Però, mentre tentiamo di mettere in pratica le ricette di Shahrazad, qualcuno o qualcuna dovrà leggerci con voce ben modulata la storia di Sinbad, o raccontarci che il babà al rum fu inventato da un polacco che a Parigi aveva letto la traduzione di Galland di una storia delle Mille e una notte: Alì Babà e i quaranta ladroni. E poi? Poi una voce suadente ci dirà che secondo Chebel l’arte della cucina era per gli arabi e i persiani un’arte della seduzione, che profumi e aromi per loro erano non solo illuminazioni dell’olfatto ma forme del gusto, e che il tatto completava la festa del piacere.
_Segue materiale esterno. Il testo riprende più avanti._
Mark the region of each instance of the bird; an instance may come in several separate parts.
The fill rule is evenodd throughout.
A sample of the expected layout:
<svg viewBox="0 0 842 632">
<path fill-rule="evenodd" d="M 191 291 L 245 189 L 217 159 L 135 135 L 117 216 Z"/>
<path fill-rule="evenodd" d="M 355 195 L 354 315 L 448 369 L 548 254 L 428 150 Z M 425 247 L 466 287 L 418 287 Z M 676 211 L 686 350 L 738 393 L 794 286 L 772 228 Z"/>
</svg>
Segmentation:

A quel punto, ormai convinti di essere nient’altro che dei barbari, non ci resteranno che due vie.
LA LIMONATA
La prima e più difficile sarà quella di incamminarci sulla strada della raffinata degustazione del piacere; la seconda, adatta al caldo estivo, consisterà nel preparaci la laymonada che ci insegnano in A tavola con Shahrazad, la limonata araba il cui segreto consiste nell’impastare gli spicchi di limone con lo zucchero invece di spremerli, in modo da gustare una limonata dove aromi di bucce e oli essenziali avranno impregnato di sé la bevanda, da servire dopo dodici ore, ben fredda e, a piacere, con qualche goccia di acqua di fior d’arancio: le Mille e una notte in un bicchiere alla portata di tutti. Dopo, dissetati dalla Laymonada, potremmo avviarci freschi e attenti sulla via difficile: gradino dopo gradino, ebbrezza dopo ebbrezza, verso la felicità.